Rubião tinha febre. Comeu pouco e sem vontade. A comadre pediu-lhe contas da vida que passara na Corte, ao que ele respondeu que levaria muito tempo, e só a posteridade a acabaria. Os sobrinhos de seu sobrinho, concluiu ele magnificamente, é que hão de ver-me em toda a minha glória. Começou, porém, um resumo. No fim de dez minutos, a comadre não entendia nada, tão desconcertados eram os fatos e os conceitos; mais cinco minutos, entrou a sentir medo. Quando os minutos chegaram a vinte, pediu licença e foi a uma vizinha dizer que Rubião parecia ter virado o juízo. Voltou com ela e um irmão, que se demorou pouco tempo e saiu a espalhar a nova. Vieram vindo outras pessoas, às duas e às quatro, e, antes de uma hora, muita gente espiava da rua.
— Ao vencedor, as batatas! — bradava Rubião aos curiosos. Aqui estou imperador! Ao vencedor, as batatas!
Esta palavra obscura e incompleta era repetida na rua, examinada, sem que lhe dessem com o sentido. Alguns antigos desafetos do Rubião iam entrando, sem cerimônia, para gozá-lo melhor; e diziam à comadre que não lhe convinha ficar com um doido em casa, era perigoso; devia mandá-lo para a cadeia, até que a autoridade o remetesse para outra parte. Pessoa mais compassiva lembrou a conveniência de chamar o doutor.
— Doutor para quê? acudiu um dos primeiros. Este homem está maluco.
— Talvez seja delírio de febre; já viu como está quente?
Angélica, animada por tantas pessoas, tomou-lhe o pulso, e achou-o febril. Mandou vir o médico, — o mesmo que tratara o finado Quincas Borba. Rubião conheceu-o também; e respondeu-lhe que não era nada.

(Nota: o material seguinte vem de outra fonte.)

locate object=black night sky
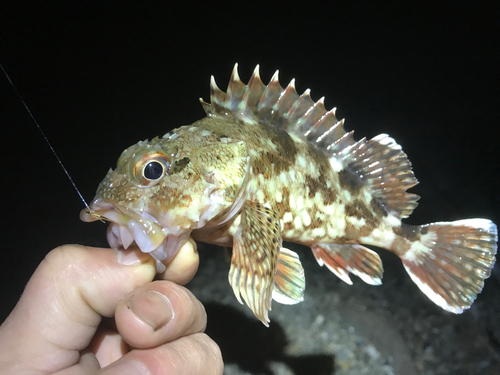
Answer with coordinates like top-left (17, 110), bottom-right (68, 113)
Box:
top-left (0, 1), bottom-right (500, 374)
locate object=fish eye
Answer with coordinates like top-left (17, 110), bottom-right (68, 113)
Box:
top-left (132, 152), bottom-right (170, 187)
top-left (142, 161), bottom-right (165, 181)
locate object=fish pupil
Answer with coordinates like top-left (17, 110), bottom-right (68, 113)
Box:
top-left (144, 161), bottom-right (163, 180)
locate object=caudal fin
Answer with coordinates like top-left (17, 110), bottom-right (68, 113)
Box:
top-left (401, 219), bottom-right (498, 314)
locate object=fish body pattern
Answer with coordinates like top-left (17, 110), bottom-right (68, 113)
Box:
top-left (81, 65), bottom-right (497, 325)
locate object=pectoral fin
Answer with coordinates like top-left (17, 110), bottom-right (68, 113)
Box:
top-left (229, 201), bottom-right (281, 326)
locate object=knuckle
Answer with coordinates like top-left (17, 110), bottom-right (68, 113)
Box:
top-left (193, 333), bottom-right (224, 375)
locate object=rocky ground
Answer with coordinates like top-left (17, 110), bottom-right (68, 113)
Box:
top-left (188, 245), bottom-right (500, 375)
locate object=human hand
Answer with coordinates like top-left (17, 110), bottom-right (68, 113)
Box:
top-left (0, 242), bottom-right (223, 375)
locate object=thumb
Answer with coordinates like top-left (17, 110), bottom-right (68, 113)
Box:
top-left (0, 245), bottom-right (155, 373)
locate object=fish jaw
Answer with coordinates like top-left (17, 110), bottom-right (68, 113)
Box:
top-left (80, 198), bottom-right (189, 273)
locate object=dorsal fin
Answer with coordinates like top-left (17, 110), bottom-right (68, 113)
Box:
top-left (200, 64), bottom-right (419, 218)
top-left (200, 64), bottom-right (355, 155)
top-left (337, 134), bottom-right (420, 218)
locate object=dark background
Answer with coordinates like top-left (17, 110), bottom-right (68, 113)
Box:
top-left (0, 1), bottom-right (500, 374)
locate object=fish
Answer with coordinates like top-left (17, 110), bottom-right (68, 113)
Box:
top-left (80, 64), bottom-right (498, 326)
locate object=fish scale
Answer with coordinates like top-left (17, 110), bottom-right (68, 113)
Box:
top-left (81, 65), bottom-right (498, 325)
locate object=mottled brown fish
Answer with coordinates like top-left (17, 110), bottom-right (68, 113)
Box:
top-left (81, 66), bottom-right (497, 325)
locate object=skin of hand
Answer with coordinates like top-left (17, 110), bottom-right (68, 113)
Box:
top-left (0, 241), bottom-right (223, 375)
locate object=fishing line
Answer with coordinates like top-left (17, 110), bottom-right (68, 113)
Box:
top-left (0, 64), bottom-right (90, 210)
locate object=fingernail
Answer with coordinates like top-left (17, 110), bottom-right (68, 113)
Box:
top-left (98, 360), bottom-right (149, 375)
top-left (125, 291), bottom-right (174, 331)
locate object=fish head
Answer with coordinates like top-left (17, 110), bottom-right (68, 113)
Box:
top-left (80, 132), bottom-right (246, 272)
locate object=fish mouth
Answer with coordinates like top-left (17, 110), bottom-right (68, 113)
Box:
top-left (80, 198), bottom-right (189, 273)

Capturara o rei da Prússia, não sabendo ainda se o mandaria fuzilar ou não; era certo, porém, que exigiria uma indenização pecuniária enorme, — cinco bilhões de francos.
— Ao vencedor, as batatas! concluiu rindo.
Poucos dias depois morreu... Não morreu súdito nem vencido. Antes de principiar a agonia, que foi curta, pôs a coroa na cabeça, — uma coroa que não era, ao menos, um chapéu velho ou uma bacia, onde os espectadores palpassem a ilusão. Não, senhor; ele pegou em nada, levantou nada e cingiu nada; só ele via a insígnia imperial, pesada de ouro, rútila de brilhantes e outras pedras preciosas. O esforço que fizera para erguer meio corpo não durou muito; o corpo caiu outra vez; o rosto conservou porventura uma expressão gloriosa.
— Guardem a minha coroa, murmurou. Ao vencedor...
A cara ficou séria, porque a morte é séria; dois minutos de agonia, um trejeito horrível, e estava assinada a abdicação.
Queria dizer aqui o fim do Quincas Borba, que adoeceu também, ganiu infinitamente, fugiu desvairado em busca do dono, e amanheceu morto na rua, três dias depois. Mas, vendo a morte do cão narrada em capítulo especial, é provável que me perguntes se ele, se o seu defunto homônimo é que dá o título ao livro, e por que antes um que outro, — questão prenhe de questões, que nos levariam longe... Eia! chora os dois recentes mortos, se tens lágrimas. Se só tens riso ri-te! É a mesma coisa. O Cruzeiro, que a linda Sofia não quis fitar, como lhe pedia Rubião, está assaz alto para não discernir os risos e as lágrimas dos homens.